そう言いながらおばあちゃんは、立ち上がり洗濯物を袋に詰め始めた。


「あ、そうだ私もしかしたらエスパーかもね。貴方色々悩みあるんでしょ。まあ、でももし選択した道が間違いでもそれが貴方の為になるよ。行動した結果ならね。若いんだしゃんと胸張って生きな。じゃあね。」そう言ってゆっくりと歩いていった。


「え、あ、あの!」


「耳が遠くてねえ、聞こえないねえ。」

僕の話はもう聞いてもらえないようで、おばあちゃんは店を出て視界から消えていった。


「なんだったんだろう。エスパー…は冗談だよな。」


ここまで美容室へ行くことをまるで生死をかけた戦いかの様に感じている僕は馬鹿なんだと思う。

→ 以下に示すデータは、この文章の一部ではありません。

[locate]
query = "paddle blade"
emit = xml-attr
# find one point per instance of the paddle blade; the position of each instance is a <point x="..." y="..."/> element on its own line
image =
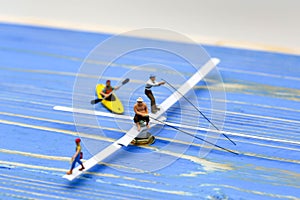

ましてや、美容師の女性を可愛いと思ったことに始まるという馬鹿の中の馬鹿だ。

ただ、それでも東京に来てまだそんなに経ってないが自分が少しずつ変わっている気がしていた。


いつか、後悔ばかりする生き方を終わらせられるだろうか。そんなことを思いながらまた僕は回っている洗濯物を見つめていた。